Tuesday, April 20, 2021
Business Law Today, the American bar Association's business law magazine, has published a super guide to The Corporate Transparency Act, which became effective earlier this year. The guide comes in the form of an article, "The Corporate Transparency Act – Preparing for the Federal Database of Beneficial Ownership Information," co-authored by Robert W. Downes, Scott E. Ludwig, Thomas E. Rutledge, and Laurie A. Smiley. The article reviews the act and clarifies a number of its key provisions. The following background is excerpted from the introduction of the article:
The Corporate Transparency Act requires certain business entities (each defined as a “reporting company”) to file, in the absence of an exemption, information on their “beneficial owners” with the Financial Crimes Enforcement Network (“FinCEN”) of the U.S. Department of Treasury (“Treasury”). The information will not be publicly available, but FinCEN is authorized to disclose the information:
- to U.S. federal law enforcement agencies,
- with court approval, to certain other enforcement agencies to non-U.S. law enforcement agencies, prosecutors or judges based upon a request of a U.S. federal law enforcement agency, and
- with consent of the reporting company, to financial institutions and their regulators.

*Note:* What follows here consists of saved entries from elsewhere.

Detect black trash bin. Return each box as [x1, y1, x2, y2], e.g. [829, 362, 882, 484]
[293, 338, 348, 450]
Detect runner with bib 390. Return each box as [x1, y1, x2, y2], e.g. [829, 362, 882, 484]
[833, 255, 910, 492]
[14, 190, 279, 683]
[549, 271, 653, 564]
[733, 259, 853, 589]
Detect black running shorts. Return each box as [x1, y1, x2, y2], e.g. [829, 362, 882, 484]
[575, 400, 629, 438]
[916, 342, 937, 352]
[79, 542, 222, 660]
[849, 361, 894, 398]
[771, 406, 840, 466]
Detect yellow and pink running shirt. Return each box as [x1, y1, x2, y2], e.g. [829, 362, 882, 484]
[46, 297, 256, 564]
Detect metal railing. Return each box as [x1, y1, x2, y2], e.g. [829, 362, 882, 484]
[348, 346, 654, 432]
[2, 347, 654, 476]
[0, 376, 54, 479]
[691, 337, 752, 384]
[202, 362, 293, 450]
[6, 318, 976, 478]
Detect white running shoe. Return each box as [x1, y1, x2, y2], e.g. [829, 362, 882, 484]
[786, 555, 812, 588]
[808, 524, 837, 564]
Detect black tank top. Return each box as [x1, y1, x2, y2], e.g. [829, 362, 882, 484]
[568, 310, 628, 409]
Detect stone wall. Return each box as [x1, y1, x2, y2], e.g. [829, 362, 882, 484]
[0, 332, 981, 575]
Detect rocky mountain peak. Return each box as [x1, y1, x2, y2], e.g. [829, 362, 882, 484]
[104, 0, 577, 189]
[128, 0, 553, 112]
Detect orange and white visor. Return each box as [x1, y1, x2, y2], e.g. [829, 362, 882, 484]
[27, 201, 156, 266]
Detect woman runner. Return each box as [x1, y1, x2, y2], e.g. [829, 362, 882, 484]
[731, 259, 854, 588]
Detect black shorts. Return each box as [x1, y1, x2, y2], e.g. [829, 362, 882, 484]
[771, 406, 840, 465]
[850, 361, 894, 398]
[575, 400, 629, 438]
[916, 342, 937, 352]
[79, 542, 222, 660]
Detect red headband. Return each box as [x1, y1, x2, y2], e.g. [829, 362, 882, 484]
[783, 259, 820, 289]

The Corporate Transparency Act represents the culmination of more than a decade of congressional efforts to implement beneficial ownership reporting for business entities. When fully implemented in 2023, it will create a database of beneficial ownership information within FinCEN. The purpose of the database is to provide the resources to “crack down on anonymous shell companies, which have long been the vehicle of choice for money launderers, terrorists, and criminals.” Prior to the implementation of the Corporate Transparency Act, the burden of collecting beneficial ownership information fell on financial institutions, which are required to identify and verify beneficial owners through the Bank Secrecy Act’s customer due diligence requirements. The Corporate Transparency Act will shift the collection burden from financial institutions to the reporting companies and will impose stringent penalties for willful non-compliance and unauthorized disclosures.
The Secretary of the Treasury is required to prescribe regulations under the Corporate Transparency Act by January 1, 2022 (one year after the date of enactment). It is expected that any implementing regulations will be promulgated by FinCEN pursuant to a delegation of authority from the Secretary of the Treasury. The effective date of those regulations will govern the timing for filing reports under the Corporate Transparency Act.
I am grateful to the co-authors (two of whom are friends and ABA colleagues) for providing this helpful resource. Now that business firms, rather than financial institutions, are bearing the burdens of disclosure in this space, it will be important for business lawyers to become familiar with the law and begin to develop best practices for its effective implementation. I intend to provide updates in this space.